The instruments before us were laid between 14 and 20 July under powers provided by the Sanctions and Anti-Money Laundering Act 2018. They make amendments to the Russia (Sanctions) (EU Exit) Regulations 2019.

As the last debate demonstrated, this House stands absolutely resolute in its opposition to the illegal and aggressive invasion of Ukraine by Russia. In co-ordination with our allies, the United Kingdom continues to play a leading role in introducing the largest and most severe economic sanctions package that Russia has ever faced. The measures that we are debating are designed to isolate Russia’s economy still further and target key industries that support President Putin’s illegal war in Ukraine. The measures are somewhat technical, so I hope that the House will forgive me if I go through them in a little detail.

The No. 11 regulations ban the export of goods and technologies related to the defence, security and maritime sectors. They also prohibit the export of jet fuel, maritime goods and technologies, certain energy-related goods, and sterling and European Union banknotes. In addition, they ban the import of goods such as fertiliser, metals, chemicals and wood, depriving Russia of a key export market. Together, those markets were worth some £585 million last year.

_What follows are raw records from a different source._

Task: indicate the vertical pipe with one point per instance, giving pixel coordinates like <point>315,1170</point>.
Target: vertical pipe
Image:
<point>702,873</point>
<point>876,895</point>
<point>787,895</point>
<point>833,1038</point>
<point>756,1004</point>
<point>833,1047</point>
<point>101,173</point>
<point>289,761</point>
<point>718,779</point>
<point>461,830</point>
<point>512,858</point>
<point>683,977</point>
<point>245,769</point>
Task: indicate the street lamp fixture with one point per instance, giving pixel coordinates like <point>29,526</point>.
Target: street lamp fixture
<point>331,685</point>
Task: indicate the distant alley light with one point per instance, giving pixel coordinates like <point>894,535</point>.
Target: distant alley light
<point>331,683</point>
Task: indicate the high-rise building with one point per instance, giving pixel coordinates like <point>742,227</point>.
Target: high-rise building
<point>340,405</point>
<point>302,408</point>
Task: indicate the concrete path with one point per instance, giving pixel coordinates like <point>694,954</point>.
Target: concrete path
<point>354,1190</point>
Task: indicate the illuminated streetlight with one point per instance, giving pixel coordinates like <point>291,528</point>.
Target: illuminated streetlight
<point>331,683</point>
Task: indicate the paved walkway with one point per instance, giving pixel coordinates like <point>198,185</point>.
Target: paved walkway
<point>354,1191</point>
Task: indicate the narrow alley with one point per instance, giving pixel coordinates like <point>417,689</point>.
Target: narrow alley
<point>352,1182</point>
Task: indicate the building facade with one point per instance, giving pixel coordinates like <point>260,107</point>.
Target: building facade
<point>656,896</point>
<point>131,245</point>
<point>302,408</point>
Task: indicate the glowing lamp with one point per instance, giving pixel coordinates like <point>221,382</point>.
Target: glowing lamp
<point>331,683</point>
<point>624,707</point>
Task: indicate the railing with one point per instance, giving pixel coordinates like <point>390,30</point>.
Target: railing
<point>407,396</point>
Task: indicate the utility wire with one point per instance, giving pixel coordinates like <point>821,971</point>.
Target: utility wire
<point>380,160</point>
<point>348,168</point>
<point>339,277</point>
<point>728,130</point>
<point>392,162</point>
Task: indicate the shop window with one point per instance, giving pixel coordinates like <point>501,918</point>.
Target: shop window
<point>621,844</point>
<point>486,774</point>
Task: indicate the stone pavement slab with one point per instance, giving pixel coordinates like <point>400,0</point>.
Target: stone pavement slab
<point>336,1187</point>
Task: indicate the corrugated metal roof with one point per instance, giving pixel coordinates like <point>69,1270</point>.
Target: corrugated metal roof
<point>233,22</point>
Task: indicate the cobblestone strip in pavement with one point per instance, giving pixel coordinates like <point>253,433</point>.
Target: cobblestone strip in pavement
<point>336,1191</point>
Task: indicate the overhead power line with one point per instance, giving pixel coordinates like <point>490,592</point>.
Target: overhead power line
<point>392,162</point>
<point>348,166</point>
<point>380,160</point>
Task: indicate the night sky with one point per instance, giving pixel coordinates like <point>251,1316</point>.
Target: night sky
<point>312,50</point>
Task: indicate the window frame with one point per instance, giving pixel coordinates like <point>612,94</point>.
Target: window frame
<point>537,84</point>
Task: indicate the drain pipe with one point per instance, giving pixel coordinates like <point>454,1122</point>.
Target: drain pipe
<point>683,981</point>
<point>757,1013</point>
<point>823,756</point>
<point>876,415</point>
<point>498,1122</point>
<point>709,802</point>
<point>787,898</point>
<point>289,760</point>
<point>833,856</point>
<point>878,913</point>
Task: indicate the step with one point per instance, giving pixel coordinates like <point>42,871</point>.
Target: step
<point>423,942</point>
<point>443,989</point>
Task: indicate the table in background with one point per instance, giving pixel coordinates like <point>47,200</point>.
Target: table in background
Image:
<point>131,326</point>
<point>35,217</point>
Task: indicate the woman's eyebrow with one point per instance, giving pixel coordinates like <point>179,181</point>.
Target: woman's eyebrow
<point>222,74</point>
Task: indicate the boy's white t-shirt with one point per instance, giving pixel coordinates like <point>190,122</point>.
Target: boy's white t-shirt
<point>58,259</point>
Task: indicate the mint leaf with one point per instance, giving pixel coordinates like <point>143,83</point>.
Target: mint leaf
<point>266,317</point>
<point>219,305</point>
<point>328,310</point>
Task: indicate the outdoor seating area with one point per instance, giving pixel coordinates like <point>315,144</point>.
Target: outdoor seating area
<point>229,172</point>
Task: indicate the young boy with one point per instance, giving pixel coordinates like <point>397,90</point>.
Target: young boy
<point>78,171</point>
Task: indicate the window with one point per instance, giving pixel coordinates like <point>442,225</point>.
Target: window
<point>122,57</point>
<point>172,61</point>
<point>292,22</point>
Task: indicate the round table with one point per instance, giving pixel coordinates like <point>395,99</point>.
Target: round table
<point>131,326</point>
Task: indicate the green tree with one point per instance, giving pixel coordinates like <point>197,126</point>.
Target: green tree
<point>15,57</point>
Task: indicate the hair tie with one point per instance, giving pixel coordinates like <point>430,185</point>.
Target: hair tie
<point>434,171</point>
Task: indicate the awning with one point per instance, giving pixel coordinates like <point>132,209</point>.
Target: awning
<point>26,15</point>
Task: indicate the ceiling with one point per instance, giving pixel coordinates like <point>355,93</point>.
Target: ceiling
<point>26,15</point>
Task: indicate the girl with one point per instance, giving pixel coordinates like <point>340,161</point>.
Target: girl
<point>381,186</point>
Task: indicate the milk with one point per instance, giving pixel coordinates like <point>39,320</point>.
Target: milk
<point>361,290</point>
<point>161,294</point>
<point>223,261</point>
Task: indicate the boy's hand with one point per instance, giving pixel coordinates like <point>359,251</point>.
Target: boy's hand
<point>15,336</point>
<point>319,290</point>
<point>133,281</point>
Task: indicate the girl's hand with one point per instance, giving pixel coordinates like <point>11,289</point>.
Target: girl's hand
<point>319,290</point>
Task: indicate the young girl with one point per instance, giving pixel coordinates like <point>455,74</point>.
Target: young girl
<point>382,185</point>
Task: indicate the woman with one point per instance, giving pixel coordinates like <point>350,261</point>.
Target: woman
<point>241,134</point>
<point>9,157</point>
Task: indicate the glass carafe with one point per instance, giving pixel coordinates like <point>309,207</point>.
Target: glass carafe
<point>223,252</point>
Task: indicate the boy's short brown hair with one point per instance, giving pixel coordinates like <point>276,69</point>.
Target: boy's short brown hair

The Joint Committee on Statutory Instruments concluded that three provisions in the Russia (Sanctions) (EU Exit) (Amendment) (No. 10) Regulations 2022 would not be inside the powers conferred by the Sanctions Act. His Majesty’s Government have resolved that by revoking the 10th amendment and replacing it with the 11th. I thank the Joint Committee on Statutory Instruments for its continued engagement as we introduce further secondary legislation rapidly in response to this abhorrent war.

The No. 12 regulations place fresh restrictions on investments and services in Russia. They are designed to hit revenue streams of critical important to the Russian economy. The new measures prohibit persons from being involved directly or indirectly in acquiring land and entities with a place of business in Russia, in establishing joint ventures with persons and entities connected with Russia, and in opening representative offices or establishing branches or subsidiaries in Russia. The measures also restrict the provision of investment services related to these activities. There are some exceptions to the provisions to prevent overlap with existing regulations as well as licensing and enforcement powers.